对于线性回归来说,我们可以参照SSE、MSE或者RMSE的计算过程构造损失函数。由于目前模型参数还只是隐式的值(在代码中并不显示),我们可以简单尝试,通过人工设置一组$\hat w$来计算SSE。
np.random.seed(24)
w = np.random.randn(3).reshape(-1, 1)
w
array([[ 1.32921217], [-0.77003345], [-0.31628036]])
此时模型输出的预测结果为:
y_hat = features.dot(w)
y_hat[:10]
array([[ 2.04347616], [ 0.02627308], [-0.63176501], [ 0.20623364], [-2.64718921], [-0.86880796], [ 0.88171608], [-1.61055557], [ 0.80113619], [-0.49279524]])
据此,根据公式$SSE= ||y - X\hat w||_2^2 = (y - \hat y)^T(y - \hat y)$,SSE计算结果为:
(labels - y_hat).T.dot(labels - y_hat)
array([[2093.52940481]])
# 计算MSE
(labels - y_hat).T.dot(labels - y_hat) / len(labels)
array([[2.0935294]])
labels[:10]
array([[ 4.43811826], [ 1.375912 ], [ 0.30286597], [ 1.81970897], [-2.47783626], [ 0.47374318], [ 2.83085905], [-0.83695165], [ 2.84344069], [ 0.8176895 ]])
能够看出,在当前参数取值下,$w$值随机生成的话,模型输出结果和当前真实结果相距甚远。
不过,为了后续快速计算SSE,我们可以将上述SSE计算过程封装为一个函数,令其在输入特征矩阵、标签数组和真实参数情况下即可输出SSE计算结果:
def SSELoss(X, w, y):
"""
SSE计算函数
:param X:输入数据的特征矩阵
:param w:线性方程参数
:param y:输入数据的标签数组
:return SSE:返回对应数据集预测结果和真实结果的误差平方和
"""
y_hat = X.dot(w)
SSE = (y - y_hat).T.dot(y - y_hat)
return SSE
# 简单测试函数性能
SSELoss(features, w, labels)
array([[2093.52940481]])
实验结束后,需要将上述SSELoss函数写入ML_basic_function.py中。
接下来,我们需要在SSELoss中找到一组最佳的参数取值,另模型预测结果和真实结果尽可能接近。

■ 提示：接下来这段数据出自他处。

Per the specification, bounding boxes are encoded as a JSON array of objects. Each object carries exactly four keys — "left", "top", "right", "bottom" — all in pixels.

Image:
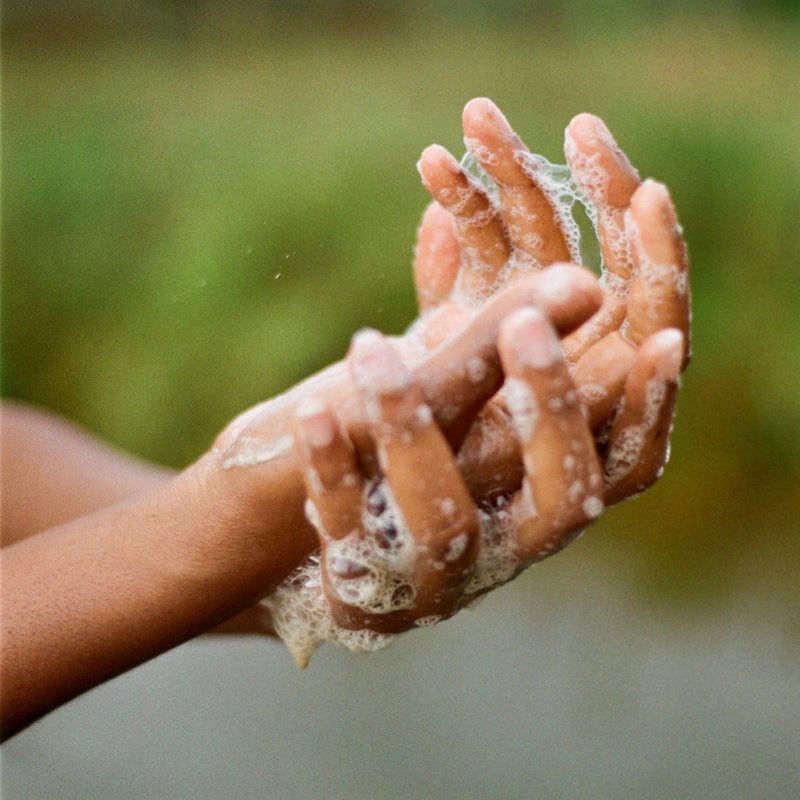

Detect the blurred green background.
[{"left": 2, "top": 0, "right": 800, "bottom": 796}]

此处我们利用Lesson 2中介绍的最小二乘法来进行求解,最小二乘法求解模型参数公式为:
值得注意的是,最小二乘法在进行求解过程中,需要特征矩阵的交叉乘积可逆,也就是$X^TX$必须存在逆矩阵。我们可以通过计算其行列式来判断该条件是否满足:
np.linalg.det(features.T.dot(features))
967456500.1798325
行列式不为0,因此$X^TX$逆矩阵存在,可以通过最小二乘法求解。具体求解方法分为两种,其一是使用NumPy中线性代数基本方法,根据上述公式进行求解,同时也可以直接使用lstsq函数进行求解。
w = np.linalg.inv(features.T.dot(features)).dot(features.T).dot(labels)
w
array([[ 1.99961892], [-0.99985281], [ 0.99970541]])
即可算出模型最优参数w。所谓模型最优参数,指的是参数取得任何其他数值,模型评估结果都不如该组参数时计算结果更好。首先,我们也可以计算此时模型SSE指标:
SSELoss(features, w, labels)
array([[0.09300731]])
明显小于此前所采用的随机w取值时SSE结果。此外,我们还可以计算模型MSE
SSELoss(features, w, labels) / len(y)
array([[9.30073138e-05]])
当然,由于数据集本身是依据$y=2x_1+x_2-1$规律构建的,因此从模型参数也能够看出模型预测效果较好。
模型评估指标中SSE、MSE、RMSE三者反应的是一个事实,我们根据SSE构建损失函数只是因为SSE计算函数能够非常方便的进行最小值推导,SSE取得最小值时MSE、RMSE也取得最小值。
当然,我们也可以利用lstsq函数进行最小二乘法结果求解。二者结果一致。
np.linalg.lstsq(features, labels, rcond=-1)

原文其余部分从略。